Tollgate Gardens, Maida Vale, London
Tel: 020 3096 7567 Email Mark
Keepmoat (on behalf of Affinity Sutton)
- 3D Finite Element Modelling
- Ground and Sewer Movement Analysis
- Infrastructure Asset Protection
Innovative use of density compensation to control sewer confinement
The project at Tollgate Gardens is a £50m rebuild of a former 1960’s estate to deliver 148 new and refurbished homes, half of which will be affordable.
The new development will include five new multi-storey blocks. At 9 storeys, the tallest block involved the excavation of a new lower ground floor level that straddles the North Western Storm Relief Extension Sewer (NWSRES).
The NWSRES is a 2.2m diameter concrete lined sewer belonging to Thames Water (TW). It alleviates the flooding risk of significant parts of north London and it surcharged during floods in 2002. TW set protection criteria for the sewer that required ground movements to be calculated to demonstrate that sewer curvature and joint opening limits were not exceeded in response to changes of loading through the build cycle.
The sewer was located some 3m below the proposed Structural Slab Level of the proposed new lower ground floor. During construction, excavation for the lower ground floor would reduce the ratio of soil weight to potential hydrostatic pressure within the sewer (Confinement Pressure Ratio or CPR) to significantly lower than the required value. Furthermore, in the long term TW would not allow building weight to be taken into account in the calculation of CPR.
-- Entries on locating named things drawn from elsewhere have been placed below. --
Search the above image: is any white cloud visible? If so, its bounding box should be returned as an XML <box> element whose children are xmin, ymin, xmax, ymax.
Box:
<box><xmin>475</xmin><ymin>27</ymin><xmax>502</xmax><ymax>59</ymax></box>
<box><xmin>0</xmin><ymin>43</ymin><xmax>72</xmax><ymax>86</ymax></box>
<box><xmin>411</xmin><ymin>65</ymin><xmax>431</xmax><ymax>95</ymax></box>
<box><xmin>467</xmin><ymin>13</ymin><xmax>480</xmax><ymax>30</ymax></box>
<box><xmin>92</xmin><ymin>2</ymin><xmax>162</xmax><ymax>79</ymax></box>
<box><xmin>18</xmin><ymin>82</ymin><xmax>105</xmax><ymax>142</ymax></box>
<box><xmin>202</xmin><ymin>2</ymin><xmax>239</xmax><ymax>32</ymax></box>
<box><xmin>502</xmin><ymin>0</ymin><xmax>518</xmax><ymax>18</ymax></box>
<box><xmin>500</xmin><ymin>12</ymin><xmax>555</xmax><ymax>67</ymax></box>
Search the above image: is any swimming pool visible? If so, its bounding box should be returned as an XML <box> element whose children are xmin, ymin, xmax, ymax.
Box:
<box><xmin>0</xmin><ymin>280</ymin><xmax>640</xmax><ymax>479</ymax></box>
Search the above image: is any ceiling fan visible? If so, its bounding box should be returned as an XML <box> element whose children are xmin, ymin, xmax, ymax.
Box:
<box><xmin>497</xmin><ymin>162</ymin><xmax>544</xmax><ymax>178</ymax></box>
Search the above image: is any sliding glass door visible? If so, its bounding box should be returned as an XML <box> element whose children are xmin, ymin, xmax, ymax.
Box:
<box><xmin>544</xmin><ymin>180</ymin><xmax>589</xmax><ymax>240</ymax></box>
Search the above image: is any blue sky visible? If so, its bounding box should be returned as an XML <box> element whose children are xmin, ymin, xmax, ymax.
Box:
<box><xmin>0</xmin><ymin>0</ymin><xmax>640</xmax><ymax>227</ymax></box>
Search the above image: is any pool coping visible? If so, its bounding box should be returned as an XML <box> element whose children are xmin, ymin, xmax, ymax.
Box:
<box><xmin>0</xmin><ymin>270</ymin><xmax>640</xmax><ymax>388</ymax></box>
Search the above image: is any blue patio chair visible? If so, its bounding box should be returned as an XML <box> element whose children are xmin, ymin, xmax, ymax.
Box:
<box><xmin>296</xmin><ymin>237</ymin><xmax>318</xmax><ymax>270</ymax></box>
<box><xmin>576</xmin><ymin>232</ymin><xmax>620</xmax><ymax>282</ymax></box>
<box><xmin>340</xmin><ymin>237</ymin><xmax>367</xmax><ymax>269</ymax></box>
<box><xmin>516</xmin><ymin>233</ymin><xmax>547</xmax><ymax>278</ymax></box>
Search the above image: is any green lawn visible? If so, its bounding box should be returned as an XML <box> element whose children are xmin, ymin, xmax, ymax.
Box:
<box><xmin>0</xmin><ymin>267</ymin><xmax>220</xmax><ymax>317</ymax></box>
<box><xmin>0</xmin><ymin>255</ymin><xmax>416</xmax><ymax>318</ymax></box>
It was therefore not possible to construct the basement as originally designed. Without significant geotechnical input, the basement would have been removed, relocated or reduced in depth. None of these options were acceptable to the client.
CGL used PLAXIS 3D FE analytical software and continuum analysis to develop an excavation sequence suitable for TW limits. In order to achieve the required CPR a super dense concrete was used with a unit weight of 38kN/m3 containing ‘Magnadense’, a natural magnetite aggregate. Iesis Special Structures, the structural engineer, incorporated CGL’s analysis to determine a feasible construction sequence with a slab thickness necessary to minimise excavation depths whilst remaining beneath the level of the proposed structure.
The contractor excavated in bays over the sewer, thereby limiting the overburden stress relief to be compatible with available emergency measures. In the temporary condition the risks from flooding were controlled by implementation of a weather monitoring programme with a set of rules to be followed by the groundworks contractor.
Through open communication with stakeholders including Thames Water, the client plus the design and construction team, the solution was agreed in principle, then a design was detailed and a working method agreed to allow successful scheme implementation.
The main achievement of CGL’s work was to allow the basement to be constructed. Without the innovative approach adopted, the basement in its designed form would not have been possible and would have required changes in layout (with a requirement to go back to planning) or the removal of the basement (removing valuable space from within the development).